An ally is a member of a dominant group who rejects the dominant ideology and takes action against oppression out of a belief that eliminating oppression benefits everyone. But that is only a small part of the rich and diverse contribution that allies offer. An ally is a person who takes a stand against social injustice directed at target groups.
- men who speak out against sexism
- white people who speak out against racism
- heterosexual people who speak out against heterosexism and homophobia
An ally works to be an agent of social change rather than an agent of oppression. They are confident in their own social group membership, and comfortable and proud of their own identify. They take responsibility for learning how oppression works in everyday life, and listen to and respect the perspectives of those who are oppressed.
Allies acknowledge unearned privilege and status, and work to eliminate or change privileges into rights that all people enjoy. Allies recognize that unlearning oppressive believes and actions are a lifelong process, not a single event, and they welcome opportunities to learn.

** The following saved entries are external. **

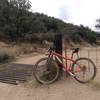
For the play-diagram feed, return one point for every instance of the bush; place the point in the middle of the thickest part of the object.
(5, 56)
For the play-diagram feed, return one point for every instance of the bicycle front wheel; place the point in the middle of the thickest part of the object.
(46, 71)
(84, 70)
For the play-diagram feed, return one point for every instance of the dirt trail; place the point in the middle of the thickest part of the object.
(64, 89)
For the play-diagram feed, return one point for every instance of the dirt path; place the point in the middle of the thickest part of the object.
(64, 89)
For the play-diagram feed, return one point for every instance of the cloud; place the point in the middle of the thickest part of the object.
(64, 13)
(74, 11)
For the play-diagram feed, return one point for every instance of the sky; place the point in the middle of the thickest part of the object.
(78, 12)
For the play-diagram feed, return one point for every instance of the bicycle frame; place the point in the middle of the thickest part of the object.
(65, 68)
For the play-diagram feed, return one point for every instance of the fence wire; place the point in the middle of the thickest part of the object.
(92, 53)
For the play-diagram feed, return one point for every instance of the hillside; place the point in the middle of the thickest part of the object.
(18, 23)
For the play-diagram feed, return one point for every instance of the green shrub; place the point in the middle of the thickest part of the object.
(5, 56)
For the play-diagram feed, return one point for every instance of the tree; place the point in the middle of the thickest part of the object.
(98, 24)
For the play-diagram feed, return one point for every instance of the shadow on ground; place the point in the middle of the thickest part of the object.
(15, 73)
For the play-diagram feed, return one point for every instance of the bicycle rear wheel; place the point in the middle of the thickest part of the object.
(46, 71)
(84, 70)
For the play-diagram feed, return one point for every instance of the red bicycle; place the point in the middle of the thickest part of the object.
(47, 70)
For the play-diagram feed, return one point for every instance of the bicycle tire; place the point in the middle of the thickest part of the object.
(45, 81)
(89, 61)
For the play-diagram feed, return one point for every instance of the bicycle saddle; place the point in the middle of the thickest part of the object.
(75, 50)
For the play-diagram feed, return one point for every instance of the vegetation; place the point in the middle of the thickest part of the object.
(18, 23)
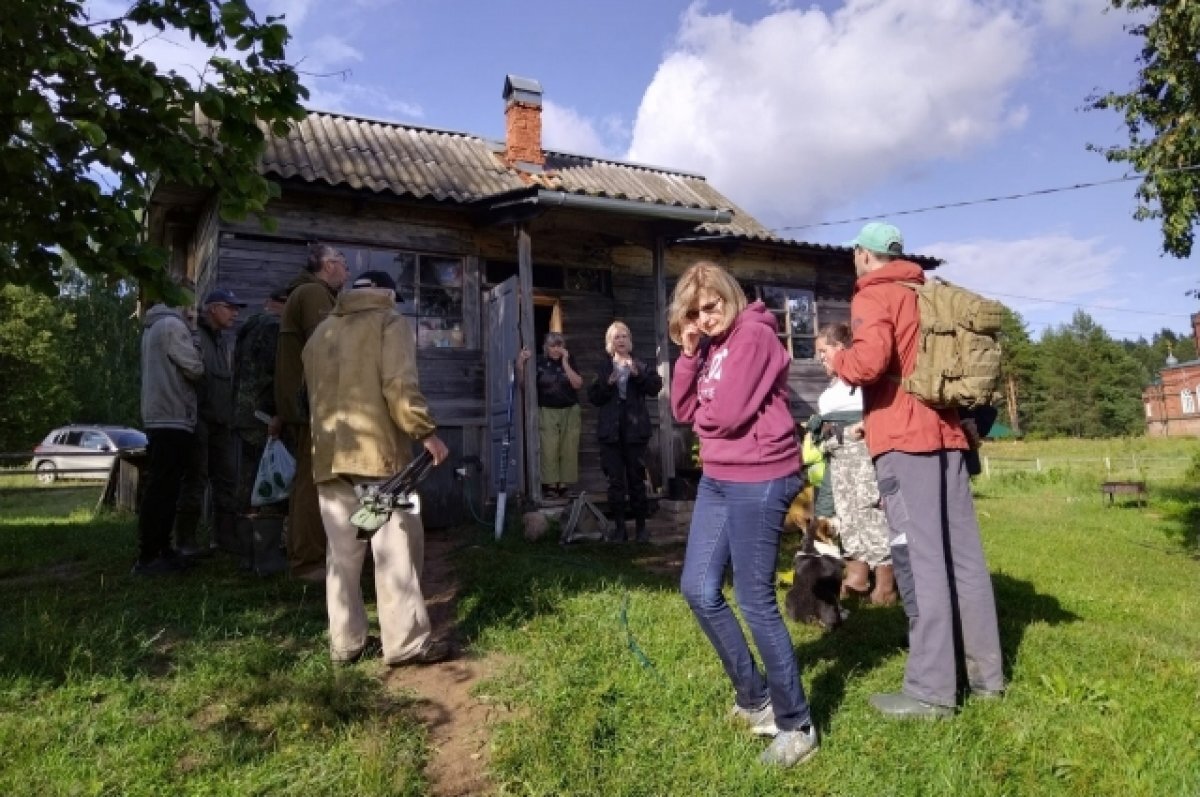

Allies are willing to take risks and try new behaviors. Some allies may experience fears of their own as well as resistance from other people, but they are willing to take risks despite these obstacles. Allies act against social injustice because they believe in righting wrongs and in making the world a better place for all. They are comfortable making a connection between themselves and every other person, and they know that in other circumstances or spheres they might be (and perhaps are) among the oppressed or vilified themselves. They are willing to make mistakes and learn from them; when they are unsure of something, they are willing to ask questions and respect the answers of those whose rights they support. They are willing to be challenged and confronted about their own behavior and attitudes, and they are wholly committed to taking action against social injustice in their own personal spheres of influence, as well as in broader spheres -- social, political, or professional -- whenever the opportunity arises.
Allies understand the connections among all forms of social injustice, and believe they can make a difference by acting and speaking out against them in their daily lives. Allies also work to cultivate support from other potential allies, and take care of themselves to avoid burnout.
If you think you might be an ally of our community, we welcome you and hope to see you soon.